Maybe then, my parents won't bug me about keeping my phone fully charged. They seem to think that if I don't, I will be kidnapped by a serial killer.


----------



## hpowders (Dec 23, 2013)

marinasabina said:


> I want to buy a smartphone so that my phone and my iv-hookup for audiobooks can be one in the same device.  I use my Kindle Fire almost solely for audiobooks, and some music.
> 
> Maybe then, my parents won't bug me about keeping my phone fully charged. They seem to think that if I don't, I will be kidnapped by a serial killer.


One good thing I can say about the iPhone. It charges up so fast! My iPad takes forever-hours and hours to fully charge.


----------



## Posie (Aug 18, 2013)

hpowders said:


> One good thing I can say about the iPhone. It charges up so fast! My iPad takes forever-hours and hours to fully charge.

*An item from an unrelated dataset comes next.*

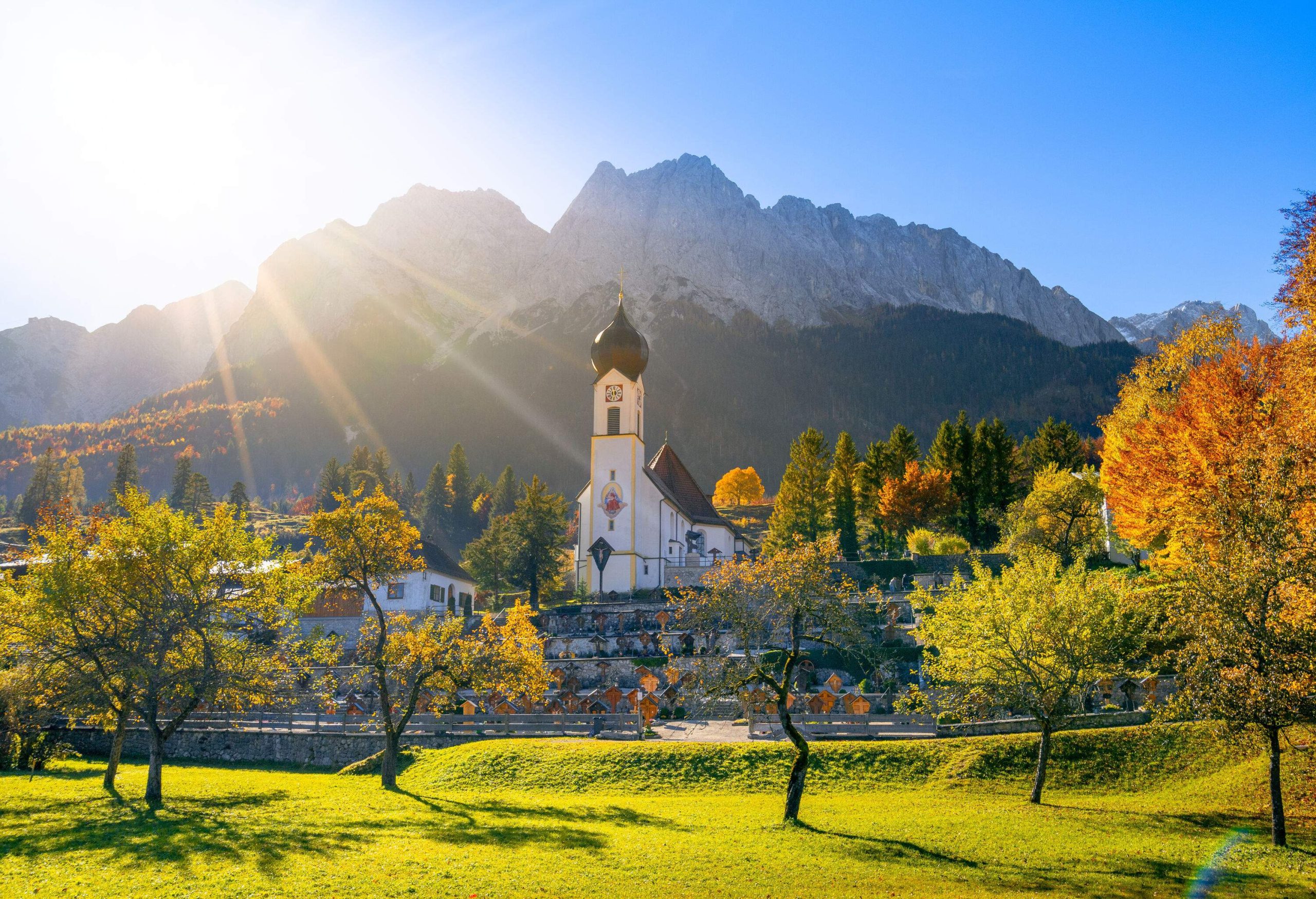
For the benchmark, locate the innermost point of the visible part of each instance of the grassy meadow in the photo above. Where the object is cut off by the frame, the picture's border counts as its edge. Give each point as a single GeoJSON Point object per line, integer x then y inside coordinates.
{"type": "Point", "coordinates": [1157, 811]}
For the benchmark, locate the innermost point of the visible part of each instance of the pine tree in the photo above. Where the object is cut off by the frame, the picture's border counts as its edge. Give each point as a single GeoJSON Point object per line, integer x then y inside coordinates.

About how long does your iPad take to charge? My Kindle takes about 4 hours.


----------



## hpowders (Dec 23, 2013)

marinasabina said:


> About how long does your iPad take to charge? My Kindle takes about 4 hours.


The same, around four hours.


----------



## Marcel (Aug 14, 2014)

With my iPhone and iPad I'm happy even though I have the same problems to communicate with other cheaper phones. However, should consider that communications in Argentina are a disaster. I also had a Samsung Note 1 and 3. These had the advantage of its large screen and this is good to browse Internet but in other hand, that size is uncomfortable to insert it into the pocket of the pants.


----------



## Marcel (Aug 14, 2014)

The duration and the battery charging is the enemy to beat for the future.


----------



## Posie (Aug 18, 2013)

Marcel said:


> With my iPhone and iPad I'm happy even though I have the same problems to communicate with other cheaper phones. However, should consider that communications in Argentina are a disaster. I also had a Samsung Note 1 and 3. These had the advantage of its large screen and this is good to browse Internet but in other hand, that size is uncomfortable to insert it into the pocket of the pants.


When I was in Córdoba, Argentina, Claro seemed to be the most popular service, and Blackberries were still more popular than iPhones. ¿Es lo mismo en Buenos Aires?


----------



## KenOC (Mar 7, 2011)

hpowders said:


> One good thing I can say about the iPhone. It charges up so fast! My iPad takes forever-hours and hours to fully charge.


Make sure you're using a 2-amp charger with your iPad! Otherwise it will take forever to charge. It should have come with one.


----------



## Marcel (Aug 14, 2014)

marinasabina said:


> When I was in Córdoba, Argentina, Claro seemed to be the most popular service, and Blackberries were still more popular than iPhones. ¿Es lo mismo en Buenos Aires?


Currently, Samsung is taking much advantage to all. BlackBerry I believe that he is being far behind. I think that they are thus: 1. Samsung. 2. iPhone. 3. Motorola. 4. Nokia. 5. Blackberry. In terms of networks, Cordoba must be so bad as Buenos Aires. Here it is said that Argentina is in the 2G era, while the world already reached 4G and South Korea 5G.


----------



## aleazk (Sep 30, 2011)

Marcel said:


> Currently, Samsung is taking much advantage to all. BlackBerry I believe that he is being far behind. I think that they are thus: 1. Samsung. 2. iPhone. 3. Motorola. 4. Nokia. 5. Blackberry. In terms of networks, Cordoba must be so bad as Buenos Aires. Here it is said that Argentina is in the 2G era, while the world already reached 4G and South Korea 5G.


The worst thing here are the 'microinterruptions', i.e., short, but frequent!, interruptions in the internet connections (at least in Fibertel). I also experienced something similar in cell phone calls, but I live on the 20th floor of my building, so I will give them the benefit of the doubt...

Do you have these microinterruptions there in BsAs?


----------



## ArtMusic (Jan 5, 2013)

science said:


> This wasn't just a little drop, the thing is blown up. So I'm getting a new phone. Or mobile device or whatever.
> 
> So what should I buy to replace it?
> 
> (Money really isn't an object if the value is there.)


6 comes out today/real soon. I would get the 6.


----------



## Blake (Nov 6, 2013)

Only get this if you want others to think you're amazing.


----------